# Word War11 vets trip



## 123libuse (Aug 11, 2011)

I have the honor of bringing to Italy Sep/Oct a party British World War 11 veterans of Many are now in the late 80s -early 90s and it will be a very poingnant visit, and realistically, probably their last visit. Many are now widowers, living on their own, and some are quite impoverished. The trip is being funded by some charities, and National Lottery. However there will be little spare spending money and I need to look at making savings wherever possible.

Any offers of assistance by way of being a point of contact general adviser, and occasional tour guide would be appreciated. Wages are terrible-NONE! But a few beers, and the gratitude of the veterans will be on offer. Plus autograph signing and photoshoots.

Monte Cassino and Foggia are high on the list.


----------



## Swedegirl (May 15, 2010)

123libuse said:


> I have the honor of bringing to Italy Sep/Oct a party British World War 11 veterans of Many are now in the late 80s -early 90s and it will be a very poingnant visit, and realistically, probably their last visit. Many are now widowers, living on their own, and some are quite impoverished. The trip is being funded by some charities, and National Lottery. However there will be little spare spending money and I need to look at making savings wherever possible.
> 
> Any offers of assistance by way of being a point of contact general adviser, and occasional tour guide would be appreciated. Wages are terrible-NONE! But a few beers, and the gratitude of the veterans will be on offer. Plus autograph signing and photoshoots.
> 
> Monte Cassino and Foggia are high on the list.
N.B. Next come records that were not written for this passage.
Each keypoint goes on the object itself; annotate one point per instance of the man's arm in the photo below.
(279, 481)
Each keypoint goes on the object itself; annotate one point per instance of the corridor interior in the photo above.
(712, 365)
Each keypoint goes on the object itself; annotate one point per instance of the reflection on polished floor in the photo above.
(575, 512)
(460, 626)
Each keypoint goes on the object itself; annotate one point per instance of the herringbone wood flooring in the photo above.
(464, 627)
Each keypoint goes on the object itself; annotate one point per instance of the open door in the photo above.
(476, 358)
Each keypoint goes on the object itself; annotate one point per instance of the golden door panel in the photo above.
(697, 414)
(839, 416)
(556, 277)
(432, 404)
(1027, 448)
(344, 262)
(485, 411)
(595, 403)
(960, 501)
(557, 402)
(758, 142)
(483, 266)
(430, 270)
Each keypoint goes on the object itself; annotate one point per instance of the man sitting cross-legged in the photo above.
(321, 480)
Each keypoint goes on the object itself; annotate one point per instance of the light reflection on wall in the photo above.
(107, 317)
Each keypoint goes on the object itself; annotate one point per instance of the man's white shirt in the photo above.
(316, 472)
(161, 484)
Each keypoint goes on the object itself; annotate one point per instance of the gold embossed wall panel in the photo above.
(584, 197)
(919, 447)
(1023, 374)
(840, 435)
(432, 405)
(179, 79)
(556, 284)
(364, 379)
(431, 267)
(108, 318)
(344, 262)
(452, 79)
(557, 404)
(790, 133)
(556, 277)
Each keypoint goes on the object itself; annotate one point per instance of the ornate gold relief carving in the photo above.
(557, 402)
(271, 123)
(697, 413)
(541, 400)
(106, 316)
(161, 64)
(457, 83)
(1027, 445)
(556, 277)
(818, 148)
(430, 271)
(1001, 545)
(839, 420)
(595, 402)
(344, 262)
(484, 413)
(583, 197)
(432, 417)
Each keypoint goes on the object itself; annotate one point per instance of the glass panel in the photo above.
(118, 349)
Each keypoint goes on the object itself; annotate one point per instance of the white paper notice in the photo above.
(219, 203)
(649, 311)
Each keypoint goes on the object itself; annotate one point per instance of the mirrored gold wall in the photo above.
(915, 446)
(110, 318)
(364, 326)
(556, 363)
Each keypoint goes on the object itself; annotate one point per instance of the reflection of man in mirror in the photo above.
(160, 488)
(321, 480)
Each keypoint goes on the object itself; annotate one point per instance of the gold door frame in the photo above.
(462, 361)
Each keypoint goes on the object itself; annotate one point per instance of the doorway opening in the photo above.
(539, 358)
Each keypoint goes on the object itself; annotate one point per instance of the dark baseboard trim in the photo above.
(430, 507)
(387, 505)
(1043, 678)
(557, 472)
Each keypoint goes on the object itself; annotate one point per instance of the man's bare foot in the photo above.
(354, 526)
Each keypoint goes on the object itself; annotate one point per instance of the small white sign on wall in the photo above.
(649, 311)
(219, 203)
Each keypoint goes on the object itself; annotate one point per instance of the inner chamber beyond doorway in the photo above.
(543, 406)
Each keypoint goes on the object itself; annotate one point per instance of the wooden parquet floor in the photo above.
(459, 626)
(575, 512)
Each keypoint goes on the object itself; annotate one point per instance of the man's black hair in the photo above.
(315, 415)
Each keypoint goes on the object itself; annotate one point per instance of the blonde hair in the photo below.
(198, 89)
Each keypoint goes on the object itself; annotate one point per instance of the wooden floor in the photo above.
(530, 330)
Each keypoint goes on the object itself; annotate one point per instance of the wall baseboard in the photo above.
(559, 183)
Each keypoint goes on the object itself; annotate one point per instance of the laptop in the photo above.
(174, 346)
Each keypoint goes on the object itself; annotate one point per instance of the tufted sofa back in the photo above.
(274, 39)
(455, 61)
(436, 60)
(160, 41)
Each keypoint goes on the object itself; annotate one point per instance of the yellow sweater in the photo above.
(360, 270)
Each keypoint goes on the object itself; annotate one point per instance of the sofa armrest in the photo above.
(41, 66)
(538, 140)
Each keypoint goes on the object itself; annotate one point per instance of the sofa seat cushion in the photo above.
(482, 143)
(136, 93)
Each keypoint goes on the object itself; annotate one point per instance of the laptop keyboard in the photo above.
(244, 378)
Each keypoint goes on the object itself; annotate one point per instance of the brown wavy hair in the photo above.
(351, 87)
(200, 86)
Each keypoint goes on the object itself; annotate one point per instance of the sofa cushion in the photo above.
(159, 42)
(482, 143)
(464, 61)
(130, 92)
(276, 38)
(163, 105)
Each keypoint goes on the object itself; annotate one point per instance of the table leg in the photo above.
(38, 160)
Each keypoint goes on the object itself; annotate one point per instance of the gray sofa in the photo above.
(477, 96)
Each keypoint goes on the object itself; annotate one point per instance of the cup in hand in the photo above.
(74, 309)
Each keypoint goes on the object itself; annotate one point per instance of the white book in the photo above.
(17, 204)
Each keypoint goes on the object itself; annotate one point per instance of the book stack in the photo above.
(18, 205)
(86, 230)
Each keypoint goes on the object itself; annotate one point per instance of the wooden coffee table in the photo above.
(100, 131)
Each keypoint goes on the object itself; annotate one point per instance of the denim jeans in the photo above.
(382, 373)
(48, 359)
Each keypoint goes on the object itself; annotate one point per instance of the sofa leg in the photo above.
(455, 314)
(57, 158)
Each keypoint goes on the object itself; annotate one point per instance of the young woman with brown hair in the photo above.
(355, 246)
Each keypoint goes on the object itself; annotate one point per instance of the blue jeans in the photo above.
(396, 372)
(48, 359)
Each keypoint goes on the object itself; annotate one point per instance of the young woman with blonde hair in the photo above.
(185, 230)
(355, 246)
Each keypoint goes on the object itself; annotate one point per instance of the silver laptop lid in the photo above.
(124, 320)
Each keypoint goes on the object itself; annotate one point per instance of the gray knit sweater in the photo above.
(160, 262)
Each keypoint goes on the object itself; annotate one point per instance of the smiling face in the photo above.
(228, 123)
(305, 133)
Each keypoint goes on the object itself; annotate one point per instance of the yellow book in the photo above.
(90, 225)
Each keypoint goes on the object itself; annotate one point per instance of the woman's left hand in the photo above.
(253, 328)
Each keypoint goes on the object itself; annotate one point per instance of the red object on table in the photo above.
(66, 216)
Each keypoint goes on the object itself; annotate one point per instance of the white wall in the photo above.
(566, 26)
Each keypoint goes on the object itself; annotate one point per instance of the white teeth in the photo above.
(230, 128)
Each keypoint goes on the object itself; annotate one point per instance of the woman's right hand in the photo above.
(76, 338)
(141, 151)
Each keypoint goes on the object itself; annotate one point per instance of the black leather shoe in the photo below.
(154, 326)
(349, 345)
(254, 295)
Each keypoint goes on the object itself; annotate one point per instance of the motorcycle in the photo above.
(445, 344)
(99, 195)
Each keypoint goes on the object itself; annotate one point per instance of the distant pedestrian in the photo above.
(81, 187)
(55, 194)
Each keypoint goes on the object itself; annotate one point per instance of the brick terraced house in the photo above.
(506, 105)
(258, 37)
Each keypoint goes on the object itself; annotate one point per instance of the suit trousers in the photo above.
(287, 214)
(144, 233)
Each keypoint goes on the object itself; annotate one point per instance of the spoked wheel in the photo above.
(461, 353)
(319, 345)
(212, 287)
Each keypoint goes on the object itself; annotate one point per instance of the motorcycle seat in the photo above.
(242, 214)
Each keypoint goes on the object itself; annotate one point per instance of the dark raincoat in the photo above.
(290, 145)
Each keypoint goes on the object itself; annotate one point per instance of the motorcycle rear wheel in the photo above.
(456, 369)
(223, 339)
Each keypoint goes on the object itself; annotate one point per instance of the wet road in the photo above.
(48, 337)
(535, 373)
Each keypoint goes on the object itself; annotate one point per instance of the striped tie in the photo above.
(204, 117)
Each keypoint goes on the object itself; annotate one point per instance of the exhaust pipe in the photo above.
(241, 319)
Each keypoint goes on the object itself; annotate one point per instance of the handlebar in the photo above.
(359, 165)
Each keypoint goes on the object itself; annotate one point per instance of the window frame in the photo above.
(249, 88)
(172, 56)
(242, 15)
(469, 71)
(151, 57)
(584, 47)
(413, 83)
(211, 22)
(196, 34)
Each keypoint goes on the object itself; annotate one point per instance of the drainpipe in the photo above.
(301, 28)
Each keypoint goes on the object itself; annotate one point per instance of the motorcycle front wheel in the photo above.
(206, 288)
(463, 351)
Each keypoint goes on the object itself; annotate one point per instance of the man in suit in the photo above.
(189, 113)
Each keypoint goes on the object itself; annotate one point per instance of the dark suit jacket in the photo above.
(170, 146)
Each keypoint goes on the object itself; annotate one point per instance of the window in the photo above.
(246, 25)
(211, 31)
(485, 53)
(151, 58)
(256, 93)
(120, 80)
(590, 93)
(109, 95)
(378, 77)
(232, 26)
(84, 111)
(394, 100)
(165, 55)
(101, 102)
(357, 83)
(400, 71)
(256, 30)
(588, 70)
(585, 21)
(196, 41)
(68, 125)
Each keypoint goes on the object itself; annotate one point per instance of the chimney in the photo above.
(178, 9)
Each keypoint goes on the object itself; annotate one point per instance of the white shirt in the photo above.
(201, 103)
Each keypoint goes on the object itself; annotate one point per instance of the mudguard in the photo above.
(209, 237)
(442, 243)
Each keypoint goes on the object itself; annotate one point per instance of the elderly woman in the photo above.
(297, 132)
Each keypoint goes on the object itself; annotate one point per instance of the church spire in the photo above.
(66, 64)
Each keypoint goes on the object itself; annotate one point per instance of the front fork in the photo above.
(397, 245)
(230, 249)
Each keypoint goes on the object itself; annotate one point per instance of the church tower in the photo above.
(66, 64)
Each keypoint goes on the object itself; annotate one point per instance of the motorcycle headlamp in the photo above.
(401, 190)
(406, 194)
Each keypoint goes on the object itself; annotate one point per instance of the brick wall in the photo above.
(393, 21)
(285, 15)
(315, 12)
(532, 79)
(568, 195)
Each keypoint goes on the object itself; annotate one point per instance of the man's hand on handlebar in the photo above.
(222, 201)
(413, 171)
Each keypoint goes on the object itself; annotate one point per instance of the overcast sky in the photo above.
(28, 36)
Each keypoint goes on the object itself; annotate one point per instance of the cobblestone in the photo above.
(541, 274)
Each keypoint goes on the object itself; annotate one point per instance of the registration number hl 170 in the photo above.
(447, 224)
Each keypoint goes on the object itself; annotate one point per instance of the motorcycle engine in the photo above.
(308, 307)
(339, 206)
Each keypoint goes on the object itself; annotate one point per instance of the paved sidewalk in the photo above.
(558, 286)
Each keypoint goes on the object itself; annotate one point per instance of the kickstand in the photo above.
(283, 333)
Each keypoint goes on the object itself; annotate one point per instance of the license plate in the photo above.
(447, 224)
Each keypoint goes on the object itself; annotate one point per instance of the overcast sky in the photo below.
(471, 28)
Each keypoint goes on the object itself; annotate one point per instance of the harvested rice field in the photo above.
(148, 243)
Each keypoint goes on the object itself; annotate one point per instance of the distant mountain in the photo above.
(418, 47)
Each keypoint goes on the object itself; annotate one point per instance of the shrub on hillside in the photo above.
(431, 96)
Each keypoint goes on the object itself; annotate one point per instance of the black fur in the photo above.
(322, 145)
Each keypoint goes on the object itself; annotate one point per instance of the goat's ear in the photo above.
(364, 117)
The brittish,american and italian war cemeteries in Nettuno and and Anzio is well worth a trip to.There is also a couple of war museums with military supplies on display.
The brittish cemetary is quite small,so it should not be a problem for elderly,and the families of the fallen has been allowed to put their farewells on the headstones,so it is quite touching to walk around and read them.

The american cemetery is huge ,but they have staff on site to help and guide.They are able to drive elderly with a golfcart from the entrance up to the memorial building.It might not be the case that your brittish elderly knew any fallen americans,but if so,the staff can help you to find the plot and any information they have on that soldier.
google abmc italy if you want more info on the cemetaries in nettuno and florence.
There is a few tavolas and cafes within 5 minutes walk from the cemetary,if needed.And the same goes for the war museums.

Also I think there are a couple of battle place to see on the way from monte cassino to nettuno,the exact names escapes me at the moment,but I can get back to you on that if you want.

Brave old fellows,embarking on a journey of this magnitude.Be prepared for many touching moments as the veterans go back memory lane of cameraderie,duty,honor and death.
good luck.


----------